Il Covid-19 sta ancora imperversando e in molti paesi addirittura peggiorando, perciò la maggior parte degli investitori si concentra chiaramente sul “qui e adesso” e su come affrontare i prossimi mesi. Non sappiamo quanto ancora dovremo convivere con prime pagine da incubo, ma prima o poi finirà. Così in questa serie di articoli iniziamo a guardare oltre l’orizzonte immediato, per riflettere sulle implicazioni a lungo termine dell’attuale crisi.

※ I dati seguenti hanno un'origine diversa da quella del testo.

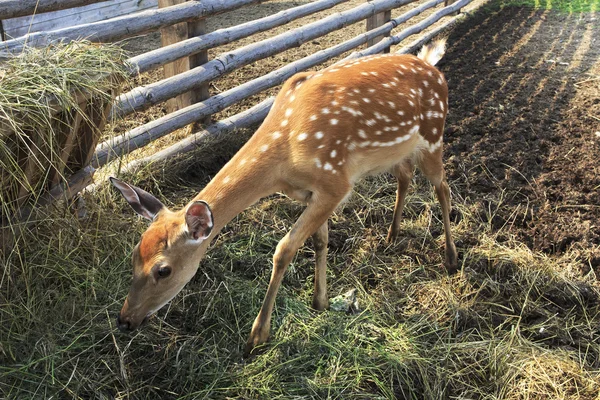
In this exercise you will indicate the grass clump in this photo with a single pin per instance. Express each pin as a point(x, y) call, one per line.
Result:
point(512, 324)
point(44, 92)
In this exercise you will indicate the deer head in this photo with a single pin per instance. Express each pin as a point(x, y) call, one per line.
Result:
point(167, 256)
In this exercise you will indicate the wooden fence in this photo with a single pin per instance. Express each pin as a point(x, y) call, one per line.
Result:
point(380, 35)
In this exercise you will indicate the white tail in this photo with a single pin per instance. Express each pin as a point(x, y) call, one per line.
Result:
point(326, 130)
point(433, 52)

La volta scorsa abbiamo detto che uno dei principali risultati della crisi Covid saranno tassi d’interesse bassi per un lungo periodo, in quanto i governi sono gravati da enormi debiti da servire. Si tratta di un aspetto di rilievo con cui ogni investitore deve fare i conti, ma di certo non è l’unica conseguenza significativa della crisi. Infatti, probabilmente più importante per gli investitori è un cambiamento che sta avvenendo nella geopolitica globale e che questa crisi sta accelerando.

Vediamo in cosa consiste.
Highlightbox Image - One of the most used words in economics and finance over the past generation

Dalla grande crisi finanziaria gli scambi commerciali tra paesi si sono ridotti, una tendenza che negli ultimi due anni ha subito un’accelerazione. Questo sviluppo presenta due aspetti. In primo luogo, l’ascesa del populismo a livello mondiale e il conseguente aumento del protezionismo – vale a dire meno “libero” scambio. In secondo luogo, gli Stati Uniti sempre più rivolti al proprio interno e più isolazionisti. Da sempre gli USA sono il “garante” del mondo interconnesso, che senza di loro diventerà decisamente più fragile.

Come la crisi Covid ha già evidenziato, questo passaggio alla “de-globalizzazione” non farà che accelerare, in quanto vedremo più populismo/protezionismo e gli Stati Uniti sempre più rivolti al proprio interno, come dimostra l’impegno profuso per rompere i rapporti con la Cina.

In cosa si traduce tutto ciò?

Un mondo meno globalizzato significa più barriere commerciali, più barriere agli investimenti e più barriere al movimento di persone.
Dalla nostra prospettiva, gli sviluppi sul piano del commercio e degli investimenti sono quelli che più ci interessano. Con l’aumento delle barriere, le grandi supply chain globali dovranno avvicinarsi a “casa”, un’esigenza che sarà accelerata dal Covid-19 dato che i politici considereranno “più sicuro” avere supply chain più vicine.

Ciò vuol dire che probabilmente, negli anni a venire, assisteremo a un aumento dei posti di lavoro nell’industria occidentale – un aspetto nel complesso positivo per i lavoratori in Occidente. D’altro lato, la manodopera occidentale è molto costosa rispetto a quella nei paesi in via di sviluppo, di conseguenza ci sarà anche un aumentato fabbisogno di automazione.

E questo ci porta a uno dei temi più importanti per quanto riguarda gli investimenti nei prossimi anni: l’orientamento alle aziende che offrono soluzioni di automazione. Con i bacini di manodopera a basso costo sempre più separati dalla grande industria, ricorrere all’automazione sarà fondamentale per mantenere alti i margini. In ogni portafoglio dovranno quindi figurare aziende che prendono parte a tale processo.